Green Themes

Climb that mountain

Green Themes

    The Zen House

    Mission directive; do whatever you think is best.

    It’s not often a landscape designer gets a directive like this and here was an opportunity to implement some ideas that had been festering in my brain for a long time. I’m a firm believer in ecologically harmonious gardens with zero irrigation and minimal maintenance, this fit perfectly with the style of the house, reminiscent of Matsamura castle in Japan, and the Buddhist client.

    The site of the house is south facing with views of the bay but all the topsoil had been removed down to pure clay. Water seeps continuously through specially constructed drains and some is stored in an underground reservoir. The only plants left after construction were a line of Kei apple trees on the north boundary and a single Mesquite tree. [alien invader] After preparing the soil I created a ‘dry landscape’ for the north area with a representational dry riverbed flowing toward the deck from the northeast. The rocks are placed to suggest the illusion which the gravel and plants enhance. Indigenous ferns, tree, foxtail and asparagus ferns were used and the remainder of the slope is planted with agapanthus and a cluster of photinea between the meditation deck and a viewing stone. Rippled gravel covers the bare earth and suggests movement of  sand and water as your mood dictates. The alien was replaced with a wild olive and a Bonsai pine cascading from from a rock in a tray of water  completed the back garden.

    The sides of the house are narrow with high walls, the west side being utilized more than the east which is strewn with snow like gravel with a spiral of crushed glass encircled by an arc of golden  bamboo. This covers a troublesome wet spot and symbolizes a hole in the snow. A small moon viewing garden consisting of  silver leafed plants scattered amongst white lichen covered rocks is best appreciated at full moon. The west garden is a texture garden containing gravel, rock, plants and pebbles divided by a thick ships hawser. Three tall clumps of sacred bamboo with some restios completes the picture. This garden can be admired from three main viewing sides and final touches include a dragon gutter with chain descending to a reflecting well. A gate planted with jasmine leads to the front garden.
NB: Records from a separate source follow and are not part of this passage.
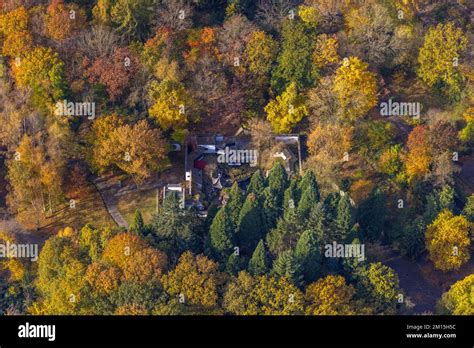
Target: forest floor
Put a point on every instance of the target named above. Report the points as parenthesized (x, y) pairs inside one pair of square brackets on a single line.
[(422, 283)]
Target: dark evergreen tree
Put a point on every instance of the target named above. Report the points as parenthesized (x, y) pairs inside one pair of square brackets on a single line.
[(250, 224), (234, 204), (221, 235), (257, 183), (309, 198), (259, 264), (412, 242), (344, 219), (371, 215), (138, 225), (309, 180), (330, 206), (308, 253), (290, 198), (174, 228), (317, 221), (271, 210), (285, 235), (446, 198), (287, 265), (233, 265), (278, 181)]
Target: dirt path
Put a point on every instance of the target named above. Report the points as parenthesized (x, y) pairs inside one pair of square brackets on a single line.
[(107, 188), (422, 282)]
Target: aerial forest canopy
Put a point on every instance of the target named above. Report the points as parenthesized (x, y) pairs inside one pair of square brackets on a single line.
[(236, 157)]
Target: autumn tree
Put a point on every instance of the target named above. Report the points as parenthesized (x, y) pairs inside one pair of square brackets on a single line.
[(250, 224), (61, 283), (328, 147), (35, 180), (381, 288), (287, 110), (138, 150), (170, 105), (308, 254), (17, 44), (330, 296), (288, 266), (138, 225), (294, 63), (260, 53), (355, 88), (418, 159), (233, 38), (14, 21), (194, 280), (458, 299), (129, 17), (114, 72), (257, 183), (62, 20), (439, 57), (325, 52), (259, 263), (222, 234), (263, 295), (43, 72), (447, 241), (373, 34), (175, 15), (174, 227)]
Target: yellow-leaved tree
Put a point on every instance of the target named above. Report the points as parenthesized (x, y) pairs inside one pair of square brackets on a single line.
[(286, 110), (325, 52), (447, 241), (170, 104), (459, 299), (330, 296), (138, 149), (355, 88), (262, 295), (440, 57)]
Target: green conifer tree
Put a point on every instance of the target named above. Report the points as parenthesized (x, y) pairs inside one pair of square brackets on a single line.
[(259, 263)]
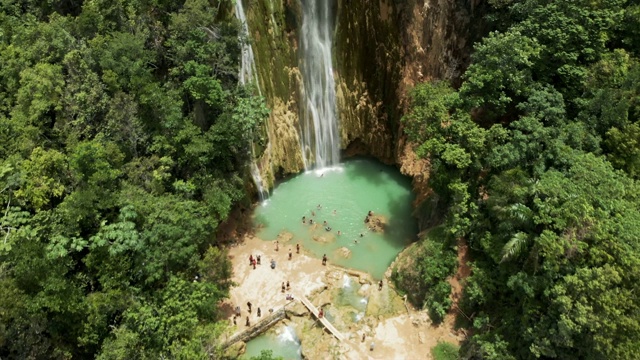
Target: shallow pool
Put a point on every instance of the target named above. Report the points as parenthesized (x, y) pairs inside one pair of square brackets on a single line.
[(342, 196), (283, 343)]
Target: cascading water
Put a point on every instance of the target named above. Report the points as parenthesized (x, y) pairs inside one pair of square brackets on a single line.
[(319, 124), (248, 74)]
    Flagstones and driveway divide the front. A cluster of rocks, a coastal aloe and some Portulacca for colour highlight the side wall. An olive tree, some restios, cape honeysuckle and photinea are placed to screen and enhance areas. The whole is graveled and raked suggesting an almost desert environment. Gravel has many advantages and uses in the garden especially when drought curtails lawn irrigation. Each garden area can be seen to represent a season while enhancing the oriental character of the house and using a mixture of indigenous and exotic plants for effect.